FAIRBANKS, AK — I never knew any habitual smoker who didn’t want to kick the habit. Cigarettes are gross and become less appealing with every drag. No literate American smokes without recognizing they are slowly killing themselves. Graphic warnings portraying this gradual suicide are printed on every pack and are displayed prominently on every advertisement.
As I matured past my teen years and began to recognize my own mortality, every cigarette became a battle of conscience between a desire to feed the addiction and guilt over my lack of willpower. I began to repeat the same mental process with each cigarette.
Initially, I was always excited to smoke and get a nicotine rush. But with every drag the pleasure would ebb to be replaced with disappointment in myself and my obvious dependence. Each cigarette was a significant emotional event which always ended the same way; a smoldering butt held loosely between the third knuckles of my right index and middle fingers, the once-white filter a mottled yellow. I suffered feelings of self-loathing as I progressively despised my dependency a little bit more each time.
I stared at each butt as the last centimeter of white wrapping smoldered down to the filter; hating the cigarette, the chemicals I could feel crawling through my veins, lungs, heart and brain, the permanent stink which clung to me like a miasma of contempt, and myself for being a slave to the cravings.
I attempted to quit smoking hundreds of times, but only succeeded once. However, some attempts were more successful than others. A few times I was able to make it a week or more, but usually I would only make it a few hours. With the mounting failures I began to mentally tally all the reasons I used to constantly rationalize having just one more cigarette.
My habit triggers were largely event-based. I smoked because my battle buddies were smoking, because my squad leader had dropped me for some dumb private infraction, because I was drunk or hungover, because I had just eaten, because I wanted to get out of work for a few minutes, because I wanted to talk to a cute girl smoker, etc.
Recognizing all the reasons I smoked eventually led me to realize that I didn’t just have to change this one thing about myself, I had to change my behavior across the board. For example, I have never once drank alcohol without also smoking cigarettes. So if I wanted to finally quit smoking, I would have to quit drinking as well. So now I’m also 15 years sober.
I also accepted that I had to distance myself from close friends and battle buddies who smoked; not an easy task for a private living in the barracks. We were an incredibly tight group of guys. I loved those dudes. We worked together, partied every night, got in trouble together, and always looked out for each other. That’s why it hurt so deeply when I realized that if I wanted to quit smoking then I’d have to quit them, too.
As most cliques go, we all shared common habits and vices. By not smoking I was ostracizing myself from the group. No one wanted that. So my friends tried to bring me back into the fold by smoking around me constantly and offering me cigarettes. I eventually realized they didn’t want me to quit smoking just because they enjoyed my company. If I was able to break the addiction then they would have to face the hard truth that they could as well.

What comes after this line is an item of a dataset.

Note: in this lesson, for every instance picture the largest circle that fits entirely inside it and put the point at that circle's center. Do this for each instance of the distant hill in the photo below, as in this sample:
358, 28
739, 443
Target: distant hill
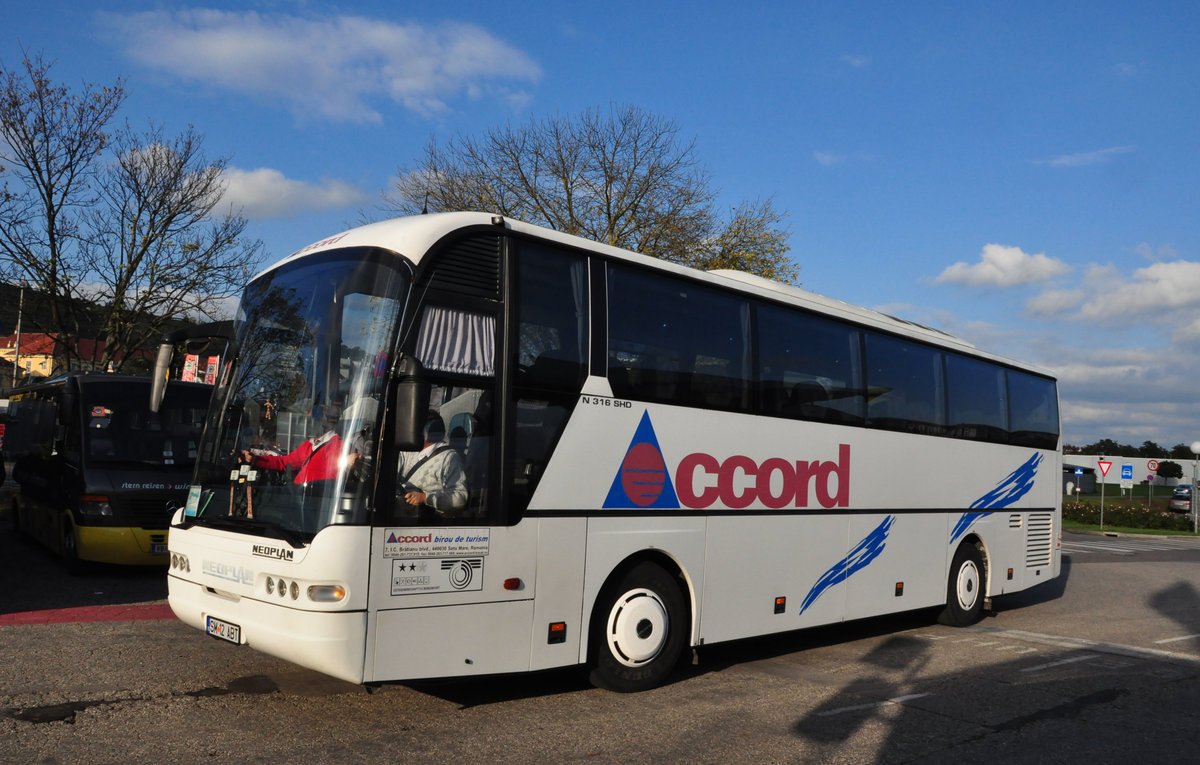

I believe all smokers want to quit to some degree. But it was just easier for everyone if we all agreed that we’d be smoking for the rest of our nicotine-shortened lives.
But I didn’t accept that. I made a plan to kick the habit once and for all. I figured the first few weeks were the hardest, so I put in for leave and flew home to be with my family while I went through the worst of the withdrawals. I knew I had to surround myself with people I could never smoke around and was fortunate to have impressionable young siblings who looked up to me. Being home definitely made it easier to cope with the cravings.
When I returned to work I had to find ways to maintain my momentum and keep busy. I started spending Sundays and a few nights a week with a church group. I volunteered to take other troops’ shifts so I couldn’t go out partying. After I hacked up all the black gunk in my lungs I even found running became enjoyable as I explored the forest trails of Fort Eustis, Virginia.
It was a long journey, but eventually each day I made it without a cigarette became a victory instead of a torment. Now, 15 years later, I count quitting as one of the great accomplishments of my life, especially when I read statistics about how few people successfully kick the habit.
Quitting is miserable and it only takes one cigarette to bring temporary relief. Each minute without smoking is progressively worse as the cravings beat down on my resolve and eventually convinced me that just one more cigarette wouldn’t be the end of the world. Even if I made it a week or two without smoking, it only took a single cigarette to become a full-fledged smoker again. Repeated failures wore on my resolve and tempted me to realize that I couldn’t win and to just accept smoking as part of who I was.
My advice to people who want to quit smoking: decide to be someone else; someone better. Go into this transition with the mindset that you are changing your lifestyle and your self-image. Want to quit smoking more than you want to be who you are. That is no easy thing and it takes a long time and a lot of effort, but I promise it is possible.